It’s not ‘X’, it’s ‘Cross’ – the PlayStation joypad revelation that’s caused an outrage

Male hands holding a PS4 controller

Cross over? The Sony PS4 controller at the centre of the controversy. Photograph: George Dolgikh/Alamy

In a week filled with furore and controversy in British politics, do not make the mistake of thinking you can escape to video games for respite. There is outrage brewing here, too, and it concerns the X button on the PlayStation controller.

A fortnight ago, Twitter user @drip133 asked a seemingly innocent question above a photo of the joypad: “Do you say ‘x’ or ‘cross’ button?” There were hundreds of contradictory responses, which became increasingly furious as the week wore on. Some insisted that because the other buttons are named after shapes – Triangle, Square and Circle – logically, the “X” button must be called “Cross”; others pointed out that as ‘X’ was the common usage, this was the only acceptable pronunciation.

The scrap is a rare event in the world of video games as console manufacturers usually name buttons after numbers, unambiguous letters of the alphabet or colours. The groundbreaking Nintendo Entertainment System pad, for example, went with A, B, while the SNES added X and Y (a configuration also used by Sega and Microsoft), and in this context, it’s clear that “X” is X.

The only other major console controller to utilise symbols was the disastrous Apple Bandai Pippen, which featured raised dots on its four main buttons as well as a sequence of buttons on the front of the pad, which in turn featured three shapes: “square”, “circle” and “diamond”. There was little controversy over what to call any of these buttons, however, because a), Apple avoided the contentious “X” symbol and b), no one bought an Apple Bandai Pippin.

Years ago, in an interview with the now defunct video game website 1UP, Sony designer Teiyu Goto explained how the buttons came to be named:

We wanted something simple to remember, which is why we went with icons or symbols, and I came up with the triangle-circle-X-square combination immediately afterward. I gave each symbol a meaning and a colour. The triangle refers to viewpoint; I had it represent one’s head or direction and made it green. Square refers to a piece of paper; I had it represent menus or documents and made it pink. The circle and X represent ‘yes’ or ‘no’ decision-making and I made them red and blue respectively.

Sadly, this doesn’t really help because in the quote he has characterised the “X” button with an “X” symbol and who knows whether that was actually him or the journalist who wrote the piece.
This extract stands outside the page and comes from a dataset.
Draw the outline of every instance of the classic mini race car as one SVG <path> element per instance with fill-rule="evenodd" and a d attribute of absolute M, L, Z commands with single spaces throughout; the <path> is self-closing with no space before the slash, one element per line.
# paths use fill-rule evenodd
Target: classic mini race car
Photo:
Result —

Also, what is the symbol you put on a piece of paper when voting? Do you call it a cross or an “X”? Surely it’s a matter of opinion?
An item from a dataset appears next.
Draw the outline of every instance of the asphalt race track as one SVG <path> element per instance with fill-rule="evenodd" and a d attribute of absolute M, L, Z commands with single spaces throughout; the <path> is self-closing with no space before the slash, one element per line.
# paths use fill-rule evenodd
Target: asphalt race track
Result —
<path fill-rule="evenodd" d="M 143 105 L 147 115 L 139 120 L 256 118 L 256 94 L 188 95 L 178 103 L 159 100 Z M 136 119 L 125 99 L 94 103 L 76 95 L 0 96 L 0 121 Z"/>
Crossed wires … the Dualshock.
 Crossed wires … the Dualshock. Photograph: Getty Images

Certainly, in common gamer vernacular the “X” button is very much pronounced as “X” and not ”cross” – it’s quicker to say and the sound of “press X” is smoother and more pleasing than “press cross” with its awkward stuttering repeat of the “s” sound. When you’re trying to shout instructions to a team mate in a fraught online gun battle, you want the instruction to be as brief, seamless and audible as possible and “X” fulfils this role.

As lexicographers know, language is a fluid concept and no meaning or intention is ever immune from common variation and usage. If people want to misuse “literally”they will; if they think “disinterested” is synonymous with “uninterested, they’re wrong, but if you point it out, it will be you who is judged. In this burning dispute, Sony’s intervention is irrelevant because the players have spoken. X means X.